Il 6 luglio 2026, la Commissione Envi del Parlamento europeo ha confermato l’inclusione dell’urea tra le materie soggette al Carbon Border Adjustment Mechanism (Cbam). Questo meccanismo dell’Unione Europea introduce oneri sulle importazioni di materie prime e semilavorati ad alta intensità di emissioni di CO2, suscitando forti preoccupazioni nel settore della produzione di pannelli in legno.
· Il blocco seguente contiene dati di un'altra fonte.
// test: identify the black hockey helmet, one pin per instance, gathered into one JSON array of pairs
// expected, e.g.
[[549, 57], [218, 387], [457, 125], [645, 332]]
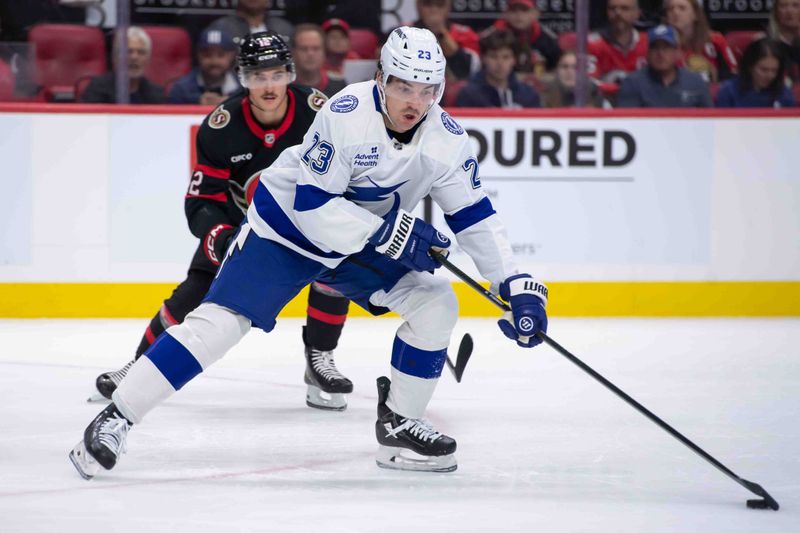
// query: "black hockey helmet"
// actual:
[[263, 49]]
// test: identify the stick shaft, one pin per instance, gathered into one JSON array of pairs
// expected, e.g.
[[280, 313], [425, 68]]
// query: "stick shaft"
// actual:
[[752, 487]]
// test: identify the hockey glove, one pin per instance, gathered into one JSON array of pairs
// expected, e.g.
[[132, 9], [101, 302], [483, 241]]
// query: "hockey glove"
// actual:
[[216, 242], [528, 298], [407, 239]]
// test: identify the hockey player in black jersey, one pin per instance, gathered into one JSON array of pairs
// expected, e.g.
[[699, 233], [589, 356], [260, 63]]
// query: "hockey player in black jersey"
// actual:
[[236, 141]]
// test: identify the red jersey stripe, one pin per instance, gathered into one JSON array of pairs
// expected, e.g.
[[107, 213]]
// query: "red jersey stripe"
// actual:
[[328, 318], [222, 173], [219, 197]]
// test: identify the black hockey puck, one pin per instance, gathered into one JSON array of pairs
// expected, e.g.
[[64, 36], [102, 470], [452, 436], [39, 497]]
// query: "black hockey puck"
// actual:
[[757, 504]]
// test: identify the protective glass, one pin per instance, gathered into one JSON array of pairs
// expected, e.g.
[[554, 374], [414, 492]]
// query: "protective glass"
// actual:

Le aziende produttrici di pannelli in legno, rappresentate da Assopannelli, l’associazione di FederlegnoArredo, hanno da tempo richiesto l’esclusione dell’urea. Questo composto, derivato dal gas naturale, è fondamentale per la produzione di colle utilizzate nei pannelli e trova applicazione anche in agricoltura, dove viene impiegato per circa l’85% del suo utilizzo.
Il presidente di Assopannelli, Fantoni, ha evidenziato che l’urea rappresenta una materia prima strategica, incidendo per circa il 43% dei costi diretti di produzione dei pannelli. Con l’obbligo di acquisto dei certificati Cbam, previsto per gennaio 2026, si stima che i costi per l’urea possano aumentare di 40-60 euro per tonnellata, portando a un incremento dei costi di produzione dei pannelli del 10-12% entro la fine dei primi quattro anni di applicazione del Cbam.
La situazione è ulteriormente complicata dalle fluttuazioni del prezzo dell’urea, che ha raggiunto picchi di quasi 900 dollari per tonnellata. Inoltre, l’Europa dipende fortemente dalle importazioni di urea: nel 2023, oltre l’80% delle importazioni italiane proveniva da Paesi terzi come Egitto, Algeria e Nigeria, con una quota inferiore al 20% proveniente dall’Unione Europea.
In questo contesto, Assopannelli ha chiesto maggiore pragmatismo e flessibilità nell’applicazione del regolamento, proponendo meccanismi di sospensione temporanea in circostanze eccezionali e l’esclusione dell’urea dal Cbam. Le aziende del settore temono che l’aumento dei costi possa compromettere la competitività delle filiere del pannello e dell’intero comparto legno-arredo, già messo a dura prova da altre sfide economiche.